I considered doing the work myself (for about 3 seconds) but quickly realized that I would have been in over my head. After doing a little research, I discovered that in order for the new paint to adhere to the cabinets properly, they needed to be sanded down first, inside and out, not exactly something I had time for while I was packing and playing chauffeur to my two kids. So, we hired our favorite “sort-of” contractor to do the job, and even with his on-again-off-again crew of 3 men, the entire project still took almost two weeks.
The first week, we were were still sleeping at the old house, packing and keeping clear of the mess in the new one. During this time, they sealed off the kitchen with plastic sheets and sanded, sanded, sanded, and sanded. When we moved in, they still had almost a week’s worth of painting to do, so the kitchen was off limits. Fortunately, we have a big laundry room with a utility sink and a small refrigerator, so that functioned as our temporary kitchen.
Painted Cabinets: What Type of Paint to Use?
Until recently, painters always used oil-based paint in kitchens. It’s easy to wipe down, is durable and lasts a very long time. But lately, stores have stopped selling that type of paint in gallon sized cans and only sell pints. Maybe that’s because clean up is difficult, the fumes are nasty and it tends to make painters get dizzy. If we ignored the toxicity in favor of durability, the cost of the paint would have put a crimp in the budget for this project. Fortunately, improvements have been made on latex paints, making them go on almost as smoothly as oil, yet they clean up with just soap and water (bye-bye paint thinner!). They also tend to be low VOC, which means that they don’t release solvents into the air as they dry (aka. less stinky and toxic!) Latex paints take a few days to cure before they are durable, which added to our wait time of using the kitchen after the painting was completed, but the availability, low-toxicity and cost savings were worth it.

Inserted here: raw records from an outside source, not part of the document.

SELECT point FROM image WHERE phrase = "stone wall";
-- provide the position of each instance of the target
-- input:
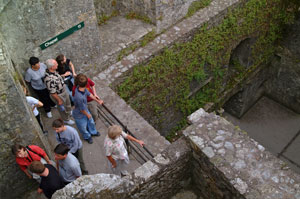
(17, 124)
(141, 7)
(284, 86)
(104, 7)
(161, 177)
(233, 159)
(220, 162)
(169, 12)
(27, 24)
(250, 92)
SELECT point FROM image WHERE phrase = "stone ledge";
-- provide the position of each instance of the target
(252, 170)
(180, 32)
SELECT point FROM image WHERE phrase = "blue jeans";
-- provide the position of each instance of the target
(68, 90)
(86, 127)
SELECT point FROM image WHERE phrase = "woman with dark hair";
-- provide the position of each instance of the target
(25, 155)
(67, 71)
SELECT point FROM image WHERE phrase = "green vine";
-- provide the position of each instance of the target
(197, 5)
(165, 82)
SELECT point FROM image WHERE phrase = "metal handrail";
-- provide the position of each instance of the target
(131, 145)
(125, 127)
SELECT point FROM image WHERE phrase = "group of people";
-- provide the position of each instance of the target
(57, 85)
(54, 85)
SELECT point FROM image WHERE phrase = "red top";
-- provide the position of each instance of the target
(25, 162)
(89, 84)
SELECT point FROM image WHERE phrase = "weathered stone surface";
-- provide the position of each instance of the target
(17, 124)
(149, 181)
(241, 168)
(96, 186)
(183, 31)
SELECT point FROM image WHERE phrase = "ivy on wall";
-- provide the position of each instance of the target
(166, 81)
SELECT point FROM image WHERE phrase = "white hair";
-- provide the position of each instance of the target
(50, 63)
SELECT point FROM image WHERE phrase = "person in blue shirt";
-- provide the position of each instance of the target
(69, 136)
(67, 164)
(83, 118)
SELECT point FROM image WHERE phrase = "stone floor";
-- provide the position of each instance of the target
(275, 127)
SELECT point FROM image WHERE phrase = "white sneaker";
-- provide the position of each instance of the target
(70, 122)
(49, 115)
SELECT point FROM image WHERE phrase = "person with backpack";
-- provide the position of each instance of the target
(50, 180)
(28, 154)
(67, 164)
(66, 69)
(69, 136)
(35, 78)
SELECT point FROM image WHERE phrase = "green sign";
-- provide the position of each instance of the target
(61, 36)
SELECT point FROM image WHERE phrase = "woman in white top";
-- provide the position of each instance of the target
(115, 149)
(34, 104)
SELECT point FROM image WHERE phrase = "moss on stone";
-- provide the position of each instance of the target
(165, 82)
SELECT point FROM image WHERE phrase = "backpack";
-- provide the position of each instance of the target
(29, 149)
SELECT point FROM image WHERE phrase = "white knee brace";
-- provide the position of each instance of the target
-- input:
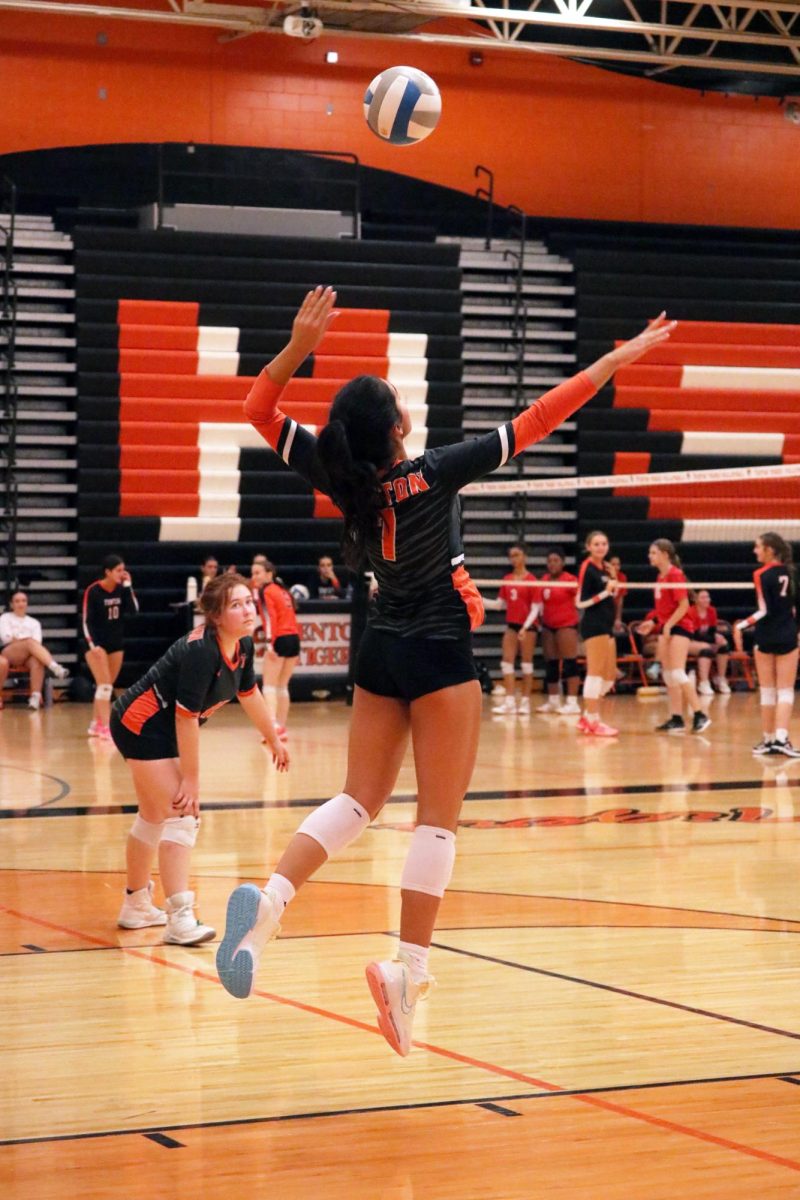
(429, 861)
(336, 823)
(182, 831)
(146, 832)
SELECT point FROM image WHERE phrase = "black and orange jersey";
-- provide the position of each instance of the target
(558, 604)
(103, 615)
(775, 618)
(596, 613)
(416, 550)
(193, 678)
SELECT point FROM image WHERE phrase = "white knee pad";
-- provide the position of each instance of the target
(336, 823)
(182, 831)
(146, 832)
(429, 861)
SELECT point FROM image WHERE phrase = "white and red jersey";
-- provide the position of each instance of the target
(667, 600)
(518, 601)
(559, 610)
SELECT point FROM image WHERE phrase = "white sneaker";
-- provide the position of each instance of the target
(139, 912)
(252, 921)
(182, 927)
(396, 994)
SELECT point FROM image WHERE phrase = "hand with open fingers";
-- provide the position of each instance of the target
(281, 757)
(314, 318)
(187, 799)
(656, 333)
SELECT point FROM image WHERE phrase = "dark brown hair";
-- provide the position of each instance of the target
(216, 595)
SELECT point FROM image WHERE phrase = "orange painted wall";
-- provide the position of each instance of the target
(564, 139)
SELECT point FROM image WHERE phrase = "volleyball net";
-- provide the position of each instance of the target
(713, 516)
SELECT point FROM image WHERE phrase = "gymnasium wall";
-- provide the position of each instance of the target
(564, 139)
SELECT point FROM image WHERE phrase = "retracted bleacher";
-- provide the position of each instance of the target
(172, 330)
(725, 393)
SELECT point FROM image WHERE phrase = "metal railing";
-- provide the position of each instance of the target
(250, 186)
(8, 519)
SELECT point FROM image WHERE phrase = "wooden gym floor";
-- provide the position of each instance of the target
(618, 959)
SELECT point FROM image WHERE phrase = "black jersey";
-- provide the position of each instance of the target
(193, 678)
(416, 551)
(775, 619)
(596, 616)
(103, 615)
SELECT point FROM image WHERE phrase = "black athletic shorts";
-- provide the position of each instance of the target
(139, 745)
(777, 648)
(409, 667)
(287, 646)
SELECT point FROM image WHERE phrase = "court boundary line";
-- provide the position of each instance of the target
(370, 1109)
(455, 1056)
(619, 991)
(738, 785)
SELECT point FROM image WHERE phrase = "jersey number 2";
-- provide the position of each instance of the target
(389, 519)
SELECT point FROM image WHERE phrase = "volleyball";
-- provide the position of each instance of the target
(402, 106)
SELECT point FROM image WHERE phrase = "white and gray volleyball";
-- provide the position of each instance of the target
(402, 106)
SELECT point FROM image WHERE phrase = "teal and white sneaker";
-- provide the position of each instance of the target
(252, 921)
(396, 994)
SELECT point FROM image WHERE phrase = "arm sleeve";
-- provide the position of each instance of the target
(247, 682)
(194, 677)
(290, 441)
(130, 603)
(467, 461)
(91, 623)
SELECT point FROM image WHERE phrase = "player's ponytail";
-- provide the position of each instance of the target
(783, 552)
(352, 449)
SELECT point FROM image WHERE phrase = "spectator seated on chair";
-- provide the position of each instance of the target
(20, 648)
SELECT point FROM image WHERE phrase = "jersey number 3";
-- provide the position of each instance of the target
(388, 541)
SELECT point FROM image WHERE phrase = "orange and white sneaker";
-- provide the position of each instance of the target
(600, 730)
(396, 994)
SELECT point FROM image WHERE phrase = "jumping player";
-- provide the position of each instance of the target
(672, 622)
(596, 587)
(518, 604)
(106, 604)
(155, 726)
(415, 672)
(559, 619)
(776, 642)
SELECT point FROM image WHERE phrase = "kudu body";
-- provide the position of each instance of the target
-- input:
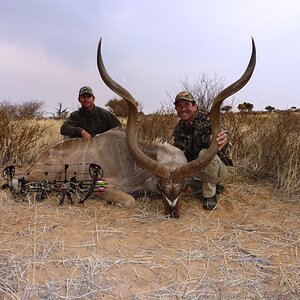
(130, 167)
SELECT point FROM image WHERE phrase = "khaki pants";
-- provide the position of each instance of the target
(216, 168)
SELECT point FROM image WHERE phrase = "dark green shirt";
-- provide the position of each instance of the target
(96, 121)
(192, 138)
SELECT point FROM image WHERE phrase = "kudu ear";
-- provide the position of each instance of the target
(203, 176)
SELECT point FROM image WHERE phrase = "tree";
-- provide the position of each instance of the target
(119, 107)
(204, 89)
(60, 112)
(269, 108)
(245, 107)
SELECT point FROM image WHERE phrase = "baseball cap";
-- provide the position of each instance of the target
(86, 90)
(184, 95)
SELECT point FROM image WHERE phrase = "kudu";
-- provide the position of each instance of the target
(130, 167)
(171, 174)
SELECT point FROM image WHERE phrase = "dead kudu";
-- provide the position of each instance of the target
(130, 167)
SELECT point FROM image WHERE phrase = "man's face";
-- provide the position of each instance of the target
(87, 101)
(186, 110)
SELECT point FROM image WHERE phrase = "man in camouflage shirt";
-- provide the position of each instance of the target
(88, 120)
(192, 135)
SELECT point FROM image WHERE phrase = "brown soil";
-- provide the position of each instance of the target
(248, 248)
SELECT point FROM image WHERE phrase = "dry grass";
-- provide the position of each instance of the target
(246, 249)
(267, 147)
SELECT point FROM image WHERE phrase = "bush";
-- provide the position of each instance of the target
(267, 147)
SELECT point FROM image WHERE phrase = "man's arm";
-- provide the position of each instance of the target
(70, 127)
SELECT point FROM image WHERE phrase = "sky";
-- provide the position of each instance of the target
(48, 49)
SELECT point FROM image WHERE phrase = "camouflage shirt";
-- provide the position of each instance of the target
(196, 136)
(98, 120)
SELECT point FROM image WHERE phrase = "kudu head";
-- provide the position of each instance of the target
(172, 178)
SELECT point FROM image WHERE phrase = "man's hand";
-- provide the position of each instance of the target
(222, 138)
(85, 134)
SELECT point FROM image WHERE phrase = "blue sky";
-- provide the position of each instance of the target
(48, 48)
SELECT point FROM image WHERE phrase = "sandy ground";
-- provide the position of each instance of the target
(248, 248)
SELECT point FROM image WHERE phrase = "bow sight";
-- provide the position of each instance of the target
(81, 189)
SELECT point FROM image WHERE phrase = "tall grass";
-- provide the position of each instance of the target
(265, 146)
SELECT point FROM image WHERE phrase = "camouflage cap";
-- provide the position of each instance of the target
(184, 95)
(86, 90)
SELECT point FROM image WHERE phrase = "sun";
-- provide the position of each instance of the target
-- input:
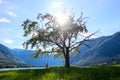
(61, 18)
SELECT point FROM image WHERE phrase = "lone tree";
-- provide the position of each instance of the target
(60, 34)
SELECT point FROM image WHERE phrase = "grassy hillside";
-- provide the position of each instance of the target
(92, 73)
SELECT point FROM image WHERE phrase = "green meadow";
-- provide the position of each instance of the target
(61, 73)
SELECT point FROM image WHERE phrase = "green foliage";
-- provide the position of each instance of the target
(61, 73)
(53, 37)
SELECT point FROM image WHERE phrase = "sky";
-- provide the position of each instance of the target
(103, 15)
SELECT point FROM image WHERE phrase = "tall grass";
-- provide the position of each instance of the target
(61, 73)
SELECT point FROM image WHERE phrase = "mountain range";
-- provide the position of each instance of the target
(104, 50)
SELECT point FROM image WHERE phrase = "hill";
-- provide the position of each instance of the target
(104, 50)
(25, 55)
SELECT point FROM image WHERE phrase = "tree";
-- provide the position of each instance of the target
(60, 34)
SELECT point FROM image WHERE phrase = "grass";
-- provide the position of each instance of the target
(61, 73)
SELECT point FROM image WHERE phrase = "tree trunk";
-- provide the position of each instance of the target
(67, 59)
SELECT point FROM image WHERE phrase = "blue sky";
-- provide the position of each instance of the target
(103, 15)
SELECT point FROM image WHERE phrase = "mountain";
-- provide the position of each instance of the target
(42, 60)
(7, 59)
(104, 50)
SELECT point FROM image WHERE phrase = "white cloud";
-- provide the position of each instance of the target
(4, 20)
(11, 13)
(56, 5)
(8, 41)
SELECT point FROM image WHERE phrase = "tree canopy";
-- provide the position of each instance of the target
(57, 34)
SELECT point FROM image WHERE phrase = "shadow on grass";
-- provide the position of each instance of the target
(61, 73)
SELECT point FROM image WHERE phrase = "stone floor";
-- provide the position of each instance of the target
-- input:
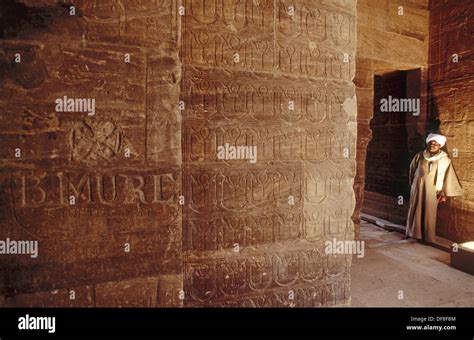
(392, 264)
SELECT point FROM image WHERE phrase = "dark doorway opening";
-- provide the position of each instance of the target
(390, 150)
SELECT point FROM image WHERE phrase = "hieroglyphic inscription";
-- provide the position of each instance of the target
(256, 75)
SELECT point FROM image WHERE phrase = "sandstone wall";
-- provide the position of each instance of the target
(387, 161)
(452, 106)
(102, 193)
(85, 186)
(386, 42)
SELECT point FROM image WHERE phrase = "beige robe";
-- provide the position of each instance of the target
(429, 175)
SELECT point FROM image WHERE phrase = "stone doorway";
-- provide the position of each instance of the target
(395, 133)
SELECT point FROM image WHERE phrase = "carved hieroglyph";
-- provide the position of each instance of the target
(201, 231)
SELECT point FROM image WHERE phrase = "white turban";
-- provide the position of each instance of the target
(440, 139)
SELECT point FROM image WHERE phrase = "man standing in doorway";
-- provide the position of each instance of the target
(432, 179)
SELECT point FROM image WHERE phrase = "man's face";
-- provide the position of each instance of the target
(433, 146)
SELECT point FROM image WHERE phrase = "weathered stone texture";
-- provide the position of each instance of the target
(88, 187)
(452, 105)
(282, 58)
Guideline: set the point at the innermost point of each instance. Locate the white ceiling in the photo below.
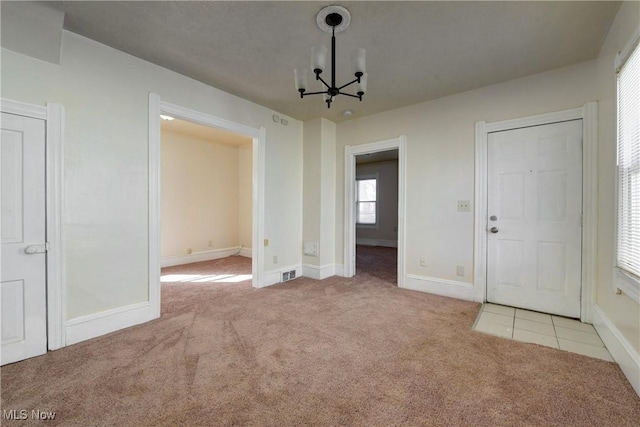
(416, 51)
(206, 133)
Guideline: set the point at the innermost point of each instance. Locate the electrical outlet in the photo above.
(464, 206)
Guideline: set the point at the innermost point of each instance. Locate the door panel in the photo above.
(535, 212)
(23, 280)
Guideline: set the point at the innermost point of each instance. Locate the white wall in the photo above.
(440, 159)
(105, 216)
(245, 205)
(319, 196)
(201, 194)
(385, 233)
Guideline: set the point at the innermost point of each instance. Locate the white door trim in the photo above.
(157, 106)
(589, 115)
(53, 114)
(399, 143)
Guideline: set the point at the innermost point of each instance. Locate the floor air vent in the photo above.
(288, 275)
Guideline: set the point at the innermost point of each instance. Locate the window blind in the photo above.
(628, 232)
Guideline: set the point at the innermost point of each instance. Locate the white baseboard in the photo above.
(318, 272)
(621, 350)
(376, 242)
(207, 255)
(444, 287)
(275, 276)
(94, 325)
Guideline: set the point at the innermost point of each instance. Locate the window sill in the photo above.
(628, 284)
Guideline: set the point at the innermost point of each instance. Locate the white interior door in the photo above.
(534, 253)
(23, 287)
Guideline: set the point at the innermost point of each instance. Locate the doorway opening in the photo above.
(374, 209)
(206, 213)
(252, 143)
(376, 214)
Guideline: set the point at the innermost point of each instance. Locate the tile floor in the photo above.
(544, 329)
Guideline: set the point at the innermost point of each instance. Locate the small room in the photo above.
(392, 322)
(377, 214)
(206, 212)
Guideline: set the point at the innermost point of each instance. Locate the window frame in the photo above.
(366, 177)
(624, 280)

Before we were able to touch any of the cabinets, my kids would sometimes find me standing in the middle of the kitchen, daydreaming about flow and where each item should belong. By the time I was allowed into the freshly painted kitchen, the rest of the house was unpacked. All of the contents of the kitchen were temporarily housed on and under the dining room table, eagerly awaiting their new digs. Moving in to the kitchen was easier than I thought, since I had been mulling over where to put things for days.
After teaching cooking classes in so many other people’s kitchens, I have finally figured out what type of flow works for me. When the lighting is better, I’ll take photos of the whole kitchen and give you a virtual tour, explaining why I put items where I did. I’ll even show you the biggest problem area of the kitchen and what I plan to do about it.